In university, grading was also curved when too many people were doing too well.  That has never made sense to me, grading on a curve. Shouldn’t the teachers or professors be happy that they’re doing their job well enough for their class to consistently be scoring high? The same goes for professors or (mostly secondary as opposed to elementary) teachers who brag about never giving A’s. In my opinion, as is that of Alfie Kohn, having your students all achieve high grades should be the goal. If your students as a whole aren’t learning, it’s your job to figure out what’s going on and fix it. My biology twelve teacher was like that, and I received a paper back with a B due to marks being taken off for reasons that didn’t make sense. I fought it with both her and the principal, and ended up winning my A for that paper. For the rest of the semester, though, I had to make sure I didn’t mess anything up because she was waiting to pounce. This grade oriented learning and my teacher’s insistence that no one received A’s in her class was detrimental to my learning, as I spent the semester crafting perfect essays and responses and cramming for tests to ensure I kept that supposedly impossible grade rather than to increase my knowledge on the subjects I was learning.
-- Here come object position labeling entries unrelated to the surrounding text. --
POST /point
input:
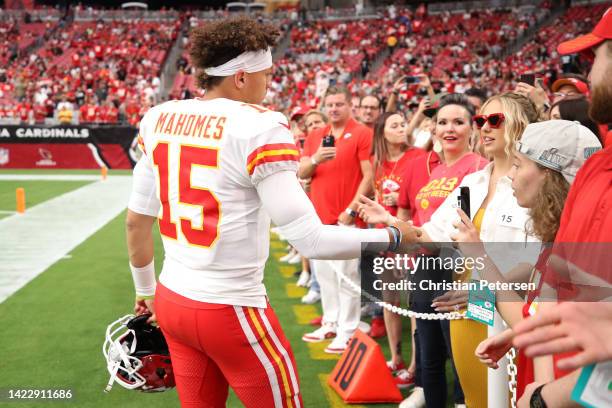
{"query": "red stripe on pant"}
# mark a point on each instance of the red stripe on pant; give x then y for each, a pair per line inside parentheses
(275, 349)
(213, 346)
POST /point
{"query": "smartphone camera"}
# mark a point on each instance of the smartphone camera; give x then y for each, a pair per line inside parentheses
(329, 141)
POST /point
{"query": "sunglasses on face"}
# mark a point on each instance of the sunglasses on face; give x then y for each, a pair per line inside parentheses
(495, 120)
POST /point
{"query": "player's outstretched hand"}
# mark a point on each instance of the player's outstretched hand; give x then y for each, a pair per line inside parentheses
(491, 350)
(324, 154)
(372, 212)
(145, 306)
(585, 327)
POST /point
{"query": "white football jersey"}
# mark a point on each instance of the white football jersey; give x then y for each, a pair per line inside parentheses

This education program is really the first time I’ve had an experience with non-summative testing. Most of my linguistics course grades were based on a sum of grades from papers throughout the semester and didn’t have final exams, but none of them had the lax, pass/fail style of these education courses. At first, the lack of deadlines and non-specific syllabi of assignments threw me. I’ve spent the last eighteen years of my life developing an organizational system that works for the strict system of set deadlines, midterms, and final exams that my schooling had encompassed. When I started setting up that system for the semester, my planner was looking very empty of due dates and everything was in the “look further into due dates” category, and I honestly spent a while panicking about not knowing when things were due. Now, though, I have learned to appreciate this system. Focusing more on actually learning and absorbing the material than on what I need to memorize for a test has really allowed me to appreciate what I’m learning. Being able to take a breath and look deeper into areas that interest me will definitely be better for preparing me to teach than if I’d just been memorizing information so I could regurgitate it onto a test.
I believe that both formative and summative assessments have their place, but an environment where students’ only motivation for learning is to get good grades is detrimental to their ability to really absorb the information and truly learn. BC’s New Curriculum moves away from the rigidity of the old curriculum and gives teachers more flexibility in how and what they teach, and seems like a great step towards a new way of learning with less focus on grades and more on engaging students with the subject matter and enhancing their ability to learn. As a gradeless system is not currently the case, I hope to be able to utilize the New Curriculum to create as engaging as possible, and to give them all the best chance they have to excel.